Slowly, Gill began to rebuild off the field – and on it, he tasked the former Featherstone coach Daryl Powell with turning around their playing fortunes. “We had to convince certain people that Daryl was the right man but as soon as I spoke to him I knew within five minutes he was the man for this project,” he says.

In the 1960s, under the legendary coach George Clinton, Castleford were famously dubbed “Classy Cas”, owing to their free-flowing style. Powell has not only helped reattach that moniker with a brand of eye-catching rugby, but has also brought promise and fresh hope to a club still rooted to their principles.

Gill says: “After a game last year, I went into the changing rooms to see if everyone was okay and the first thing I saw was our assistant coach, Danny Orr, sweeping the changing rooms. I got a brush and helped him out and we do that every single game. When we leave a ground we want to show respect; leave it as we found it.

“The town has been through so much together. Rugby is the one thing that unites the people of Castleford and there’s a fever around the town about what we’re doing. Everyone is addicted to it; you walk around Castleford and everyone is wearing our colours. We feel we’ve a duty to the community.”

But even in the present day, there remain problems. Castleford’s old Wheldon Road ground is falling apart; the club have plans to move into a new stadium across the town in 2020 but until then, upkeep of a crumbling yet historic venue Gill continually refers to as “the old girl” costs time and money.

“It’s been tough,” he admits. “It’s taken a lot of hard work to get it in a position where we can use it. But it’s got history and character attached to it and we all love it. When we’ve gone, that’ll be it, we won’t ever be able to watch rugby here. It’ll be a sad day.”

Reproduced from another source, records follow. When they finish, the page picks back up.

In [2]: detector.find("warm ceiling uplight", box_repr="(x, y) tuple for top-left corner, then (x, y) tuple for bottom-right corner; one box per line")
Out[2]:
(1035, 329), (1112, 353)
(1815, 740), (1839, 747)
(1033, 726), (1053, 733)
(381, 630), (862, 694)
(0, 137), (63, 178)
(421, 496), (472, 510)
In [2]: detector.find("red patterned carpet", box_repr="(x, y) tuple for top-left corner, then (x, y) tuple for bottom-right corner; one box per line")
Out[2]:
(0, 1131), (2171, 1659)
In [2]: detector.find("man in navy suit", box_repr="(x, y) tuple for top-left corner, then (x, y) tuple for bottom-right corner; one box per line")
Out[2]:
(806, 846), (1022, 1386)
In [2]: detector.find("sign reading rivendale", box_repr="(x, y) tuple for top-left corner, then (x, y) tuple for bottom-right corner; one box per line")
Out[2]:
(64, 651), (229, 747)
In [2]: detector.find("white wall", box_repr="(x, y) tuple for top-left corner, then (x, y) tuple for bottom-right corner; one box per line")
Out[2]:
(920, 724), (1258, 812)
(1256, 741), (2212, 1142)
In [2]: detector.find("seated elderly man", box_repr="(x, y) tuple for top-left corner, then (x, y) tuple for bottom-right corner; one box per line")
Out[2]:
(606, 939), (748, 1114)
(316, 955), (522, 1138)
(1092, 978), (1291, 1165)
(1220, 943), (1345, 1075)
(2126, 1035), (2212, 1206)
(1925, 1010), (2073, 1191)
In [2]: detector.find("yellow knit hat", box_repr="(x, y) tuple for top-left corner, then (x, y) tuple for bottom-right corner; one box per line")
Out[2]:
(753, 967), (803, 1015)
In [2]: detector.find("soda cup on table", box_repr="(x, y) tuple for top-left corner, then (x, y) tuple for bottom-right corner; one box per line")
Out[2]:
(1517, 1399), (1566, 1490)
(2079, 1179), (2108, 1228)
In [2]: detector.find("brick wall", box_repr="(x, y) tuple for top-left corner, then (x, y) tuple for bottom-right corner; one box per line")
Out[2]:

Times have changed in Castleford. Once upon a time the target was Super League survival: now it is much more. “We want a trophy parade at the old girl before we leave,” Gill insists. “Those initial days in charge were dark days, having to make cold decisions to get us back on a level footing. But we had a goal, and that was to be at the top of Super League. Nothing’s won in April but we’re on the right track.”